Benefits of the new Access include: broader coverage (addresses data management issues for biology and many other disciplines); more in-depth articles; four-color graphics; issues to be searchable through the award-winning search engine, Raptor.  Access articles are now available through Facebook, Twitter, and via RSS feed; and have only a tiny carbon footprint. Don't miss an issue of the new Access newsletter!

GAP Helps Promote Great Outdoors

Mapping the Nation: GIS for Federal Progress 
and Accountability showcases many
ways that federal government agencies 
rely on GIS analysis and maps.  Map image
and text from the GAP Analysis website,
"Mapping the Nation" page.
USGS Core Science Systems' Gap Analysis Program (GAP), which provides important biodiversity data as well as information regarding the protection status of native U.S. species, has been actively involved in Secretary Salazar's efforts to promote the President's America's Great Outdoors Initiative.  As the Secretary and his senior staff visited the Governors of each state this spring, their briefing materials included GAP maps illustrating the State’s Federal and State land ownership boundaries.  The maps were created by expert cartographers and wildlife ecologists in the GAP Moscow, Idaho office using GAP Protected Areas and Species Distribution databases.  These colorful and informative maps will soon be available to the public in large and small formats on the Gap Analysis Web site.

Monday, July 18, 2011

Dan Ashe Sworn In as New Director of U.S. Fish and Wildlife Service

Photo Caption: Dan Ashe
swearing in ceremony.

Credit: Tami Heilemann/USFWS

The USGS Biological Informatics Program (BIP) extends its congratulations and welcome to Daniel M. Ashe, the new  director of the U.S. Fish and Wildlife Service.  Mr. Ashe was formally nominated by President Obama, and was just recently confirmed by the U.S. Senate as the 16th Director of the U.S. Fish and Wildlife Service. Sec. Salazar praised Mr. Ashe on the U.S. Fish and Wildlife Service website, saying:

"Dan has served with distinction and integrity in the Fish and Wildlife Service for more than 15 years. He has worked tirelessly to prepare the Service to meet the resource challenges of the 21st century, and his leadership and vision have never been more necessary," said Salazar. "I’m excited to work with him to foster innovative science-driven conservation programs and policies to benefit our nation’s fish and wildlife and its habitat."

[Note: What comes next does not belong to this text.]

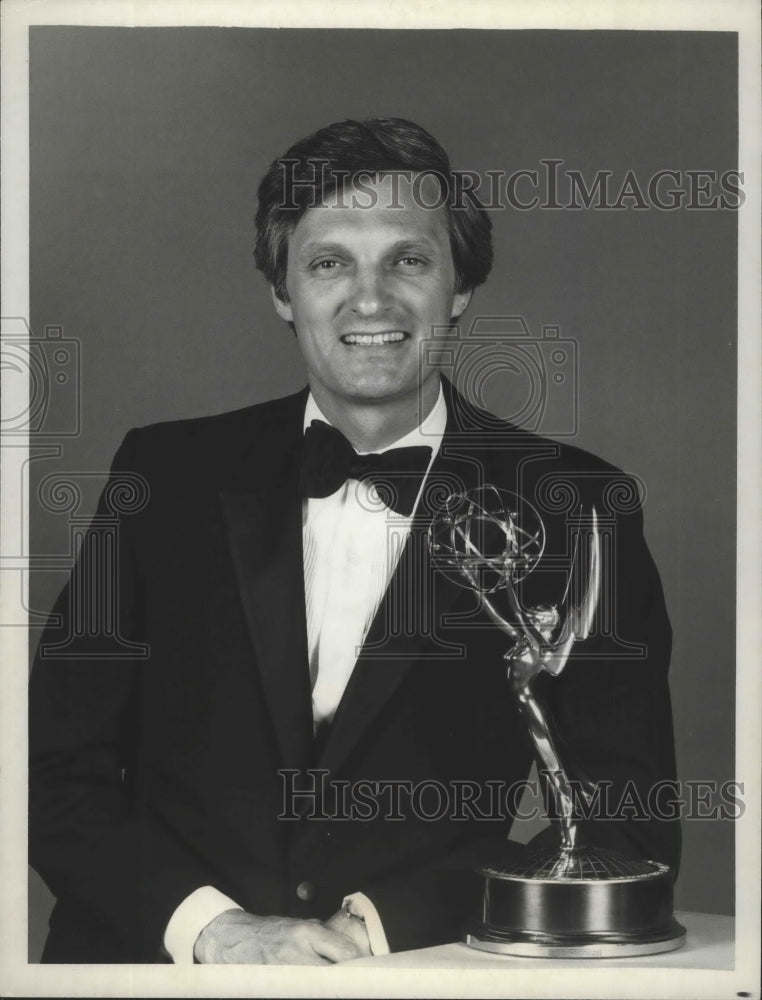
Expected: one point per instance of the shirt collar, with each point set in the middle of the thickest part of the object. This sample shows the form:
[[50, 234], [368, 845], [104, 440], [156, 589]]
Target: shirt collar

Mr. Ashe's previous experience includes serving as the chief of the National Wildlife Refuge System, where he directed operation and management of the 150 million-acre system, and serving as the Fish and Wildlife Service’s assistant director for external affairs, where he directed the agency’s programs in legislative, public, and Native American affairs, research coordination, and state grants-in-aid.  Prior to joining the Service, Ashe served as a member of the professional staff of the former Committee on Merchant Marine and Fisheries in the U.S. House of Representatives.

The Biological Informatics Program (BIP) has a number of partnerships and collaborative efforts with the Fish and Wildlife Service, including the Invasive Plant Atlas of New England (IPANE), species pages for the USFWS Migratory Bird Programs Focal Birds Species, the Tricolored Blackbird Portal, and regional and national syntheses of Species of Greatest Conservation Need identified in the State Wildlife Action Plans, and many others.  We look forward to continuing these and other collaborations in the future.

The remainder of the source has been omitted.